The idea that death was a wound has always seemed obvious to me. I have been fortunate enough not to have lost many people who are close to me, but the ones I have lost so far have hurt deeply. While the “Gift of Eru Illuvatar” sounds like a gift on paper, experiencing it does not make it feel much like a gift. When reading the Athrabeth, Finrod’s arguments sounded noble and high minded, but Andreth’s arguments made a lot of sense to me as a human. As a human, loss is certain, and that feels far more like a curse than a gift. With my disposition towards death being bad, I am captivated by the stories of Beren and Luthien and Aragorn and Arwen.
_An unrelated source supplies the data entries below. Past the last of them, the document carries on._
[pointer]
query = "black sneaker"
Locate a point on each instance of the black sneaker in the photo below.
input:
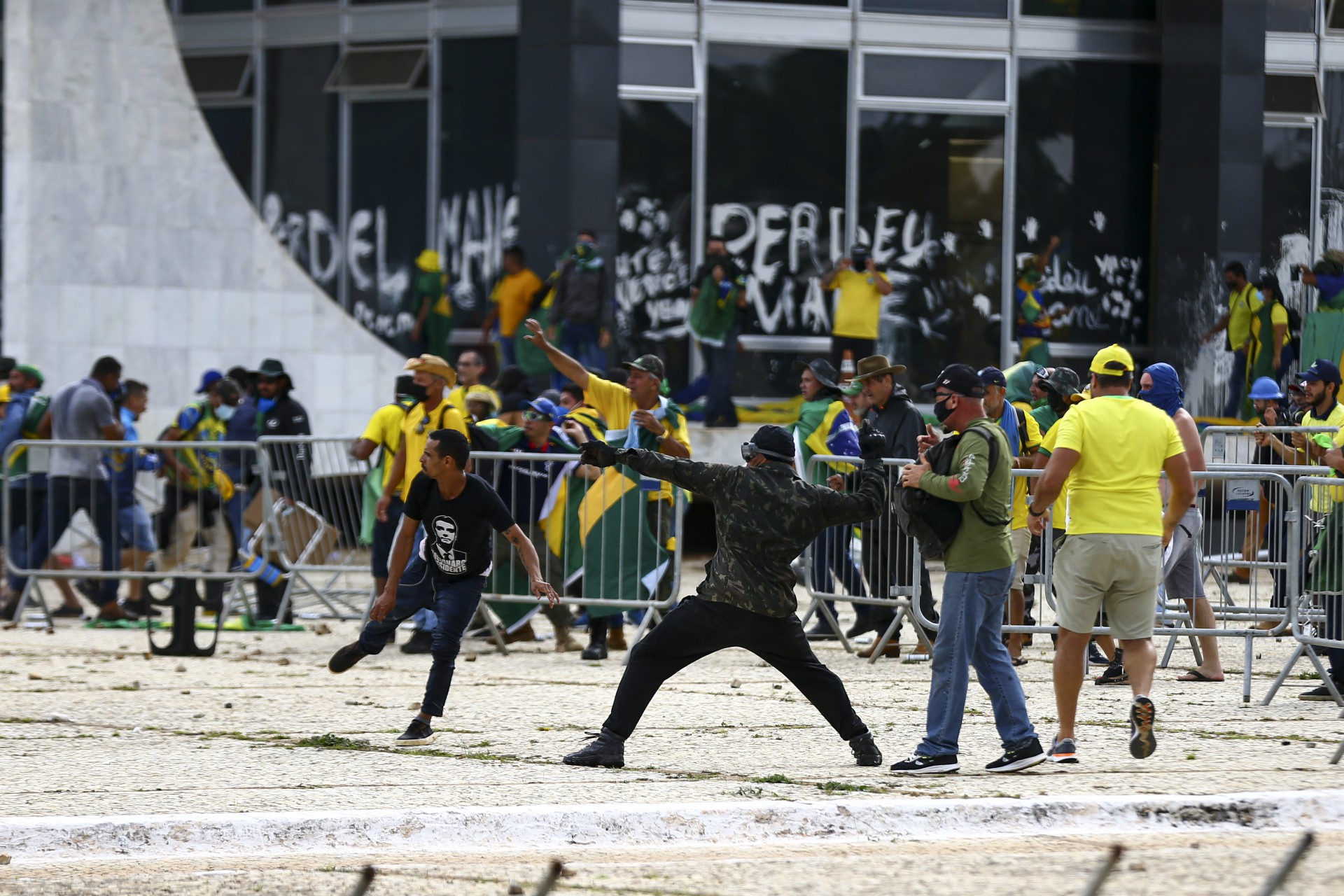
(917, 764)
(419, 732)
(606, 751)
(864, 750)
(1142, 742)
(420, 641)
(822, 630)
(346, 657)
(1019, 760)
(1114, 675)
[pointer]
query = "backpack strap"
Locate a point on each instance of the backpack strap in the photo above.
(993, 464)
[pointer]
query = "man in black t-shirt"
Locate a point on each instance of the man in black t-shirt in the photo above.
(448, 574)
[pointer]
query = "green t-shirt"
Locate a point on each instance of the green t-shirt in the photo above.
(979, 546)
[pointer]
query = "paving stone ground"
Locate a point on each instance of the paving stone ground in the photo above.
(244, 731)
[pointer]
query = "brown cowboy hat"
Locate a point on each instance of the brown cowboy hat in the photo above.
(876, 365)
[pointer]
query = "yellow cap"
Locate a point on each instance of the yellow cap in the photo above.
(1112, 360)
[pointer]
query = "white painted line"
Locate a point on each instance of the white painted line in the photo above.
(89, 837)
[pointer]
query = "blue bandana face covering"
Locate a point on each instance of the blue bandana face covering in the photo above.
(1167, 393)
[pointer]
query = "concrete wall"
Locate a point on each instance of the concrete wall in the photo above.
(125, 234)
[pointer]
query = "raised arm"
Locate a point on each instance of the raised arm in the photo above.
(559, 360)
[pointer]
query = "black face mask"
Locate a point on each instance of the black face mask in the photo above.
(417, 393)
(941, 410)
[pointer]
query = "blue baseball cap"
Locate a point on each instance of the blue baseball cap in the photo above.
(545, 406)
(1265, 390)
(993, 377)
(1320, 371)
(209, 379)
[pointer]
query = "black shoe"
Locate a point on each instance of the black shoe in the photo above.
(822, 630)
(917, 764)
(1142, 742)
(421, 641)
(606, 751)
(1019, 760)
(1114, 675)
(419, 732)
(346, 657)
(864, 750)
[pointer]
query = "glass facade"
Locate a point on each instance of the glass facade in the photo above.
(654, 239)
(930, 206)
(793, 143)
(1085, 171)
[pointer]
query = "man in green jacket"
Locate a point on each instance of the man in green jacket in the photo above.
(980, 562)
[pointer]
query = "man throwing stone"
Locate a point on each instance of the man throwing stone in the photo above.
(764, 516)
(447, 575)
(1114, 448)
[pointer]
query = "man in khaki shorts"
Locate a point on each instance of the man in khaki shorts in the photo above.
(1112, 449)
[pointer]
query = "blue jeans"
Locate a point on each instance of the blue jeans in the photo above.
(971, 634)
(718, 365)
(1236, 386)
(66, 496)
(580, 343)
(454, 605)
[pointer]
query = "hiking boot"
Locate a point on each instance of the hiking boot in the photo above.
(1114, 675)
(917, 764)
(420, 641)
(1062, 750)
(1142, 742)
(526, 634)
(417, 734)
(597, 641)
(565, 643)
(344, 659)
(1019, 760)
(864, 750)
(606, 751)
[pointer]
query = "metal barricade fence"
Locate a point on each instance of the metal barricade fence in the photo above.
(1316, 615)
(889, 574)
(104, 512)
(608, 540)
(316, 504)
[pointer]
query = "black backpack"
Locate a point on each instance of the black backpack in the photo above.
(930, 520)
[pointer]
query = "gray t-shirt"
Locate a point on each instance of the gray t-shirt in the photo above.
(80, 412)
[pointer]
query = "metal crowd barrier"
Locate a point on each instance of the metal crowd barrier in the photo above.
(888, 574)
(603, 545)
(315, 511)
(172, 524)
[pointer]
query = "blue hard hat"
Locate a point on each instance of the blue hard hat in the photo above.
(1266, 390)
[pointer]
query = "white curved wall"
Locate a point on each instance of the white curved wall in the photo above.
(125, 232)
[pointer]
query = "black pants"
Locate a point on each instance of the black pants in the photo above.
(698, 628)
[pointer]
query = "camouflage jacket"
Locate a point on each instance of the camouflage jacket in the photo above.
(764, 517)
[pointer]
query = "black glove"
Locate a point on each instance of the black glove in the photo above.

From my negative view on death I can’t imagine what kind of strength of love would have Arwen and Luthien trade endless life for the certainty of loss and a grave. Finrod explains it from the Elves’ view, that immortality may not in fact be all positives, an immortal being with just a fëa (spirit) and no hröa (body) is a fate worse than death, as one remains bound to Arda. However, I still struggle to understand how the type of endless life that the Elves possess and knowing you will see your family and loved ones again, even with its drawbacks, can be a worse bond than the certainty of grief that Andreth faces.
It really stuck with me in class when it was said that, “She traded endless twilight for the brightness of one mortal lifetime filled with love, laughter, scraped knees, bedtime stories, and the wild, irreplaceable joy of watching her child grow.” Neither the marriages of Beren and Luthien or Aragorn and Arwen are “happy ever afters,” they both involved bitterness and loss. The story of Aragorn and Arwen is especially sad as Arwen dies alone in the now abandoned forests of Lorien. As she says during the tale “As wicked fools I scorned them, but I pity them at last. For if this is indeed, as the Eldar say, the gift of the One to Men, it is bitter to receive." (Appendix A, Part I) Finrod can speak of it as a gift, for he will never have to face the loss, which Arwen understands now is why Humans speak of it as a curse, yet she knew it was a certainty when she made her choice and chose it all the same.
This is where Letter 43 enters the picture. On the surface it may come off as a grumpy letter about the failings of love and the inherent limitations of the genders, but going under that I think it is cutting to the core of what marriage is. As humans we are going to die, getting married is guaranteeing yourself or your partner an immense amount of pain in death, and yet choosing to get married anyway. Choosing not to get married would save you some pain, but it would be like choosing not to interact with the world. With that logic we could try and forgo all bonds of relationships with others to escape pain, but then we would be like wraiths. Not interacting would be the worst of both worlds, one would be like a wraith described by Finrod as a fate worse than death, but then still dying anyway. It would be like receiving that one day of a human life time and choosing to waste it. In today’s world that could look like refusing to make friends because friends can leave or refusing to fall in love because it will inevitably cause pain. The point is not that these refusals fail to save us from pain, to some extent they might, but they will also prevent us from experiencing the things that would make the pain worth bearing. As Haldir states in the Fellowship of the Ring “and though in all lands love is now mingled with grief, it grows perhaps the greater.” (Book 2, Chapter 6) I am beginning to wrap my head around the fact that maybe loss is what makes love so special. When Edith died, Tolkien wrote Luthien on her grave and when he died, Beren was inscribed under his name on the tombstone. The entire story of The Lord of the Rings is only possible because of the very marriage between Beren and Luthien. The descendants that result from Luthien trading that eternal twilight for one human day and a child, with all of the joy and sadness attached, play key roles in Sauron’s defeat.
Towards the end of the Athrabeth, after Andreth argues that maybe Eru is a far off king letting princes do as they will, Finrod speaks of something stranger: the Creator entering into Arda and healing it from within. Over the course of the discussion they have logically arrived at the idea of the Incarnation. In Christianity, God does take a body, a hröa, as Jesus Christ and allows it to be destroyed on the cross. If death is a wound, it is something that God entered his own creation to share with us. If Jesus dies with us, then death must somehow be a gift. That's a part of the class that I am still processing, and the idea of death still scares me and I suspect it will for a long time, but maybe Finrod is right, and death is what makes life meaningful. Wouldn't a single day that changes be more meaningful than an eternal, never changing twilight?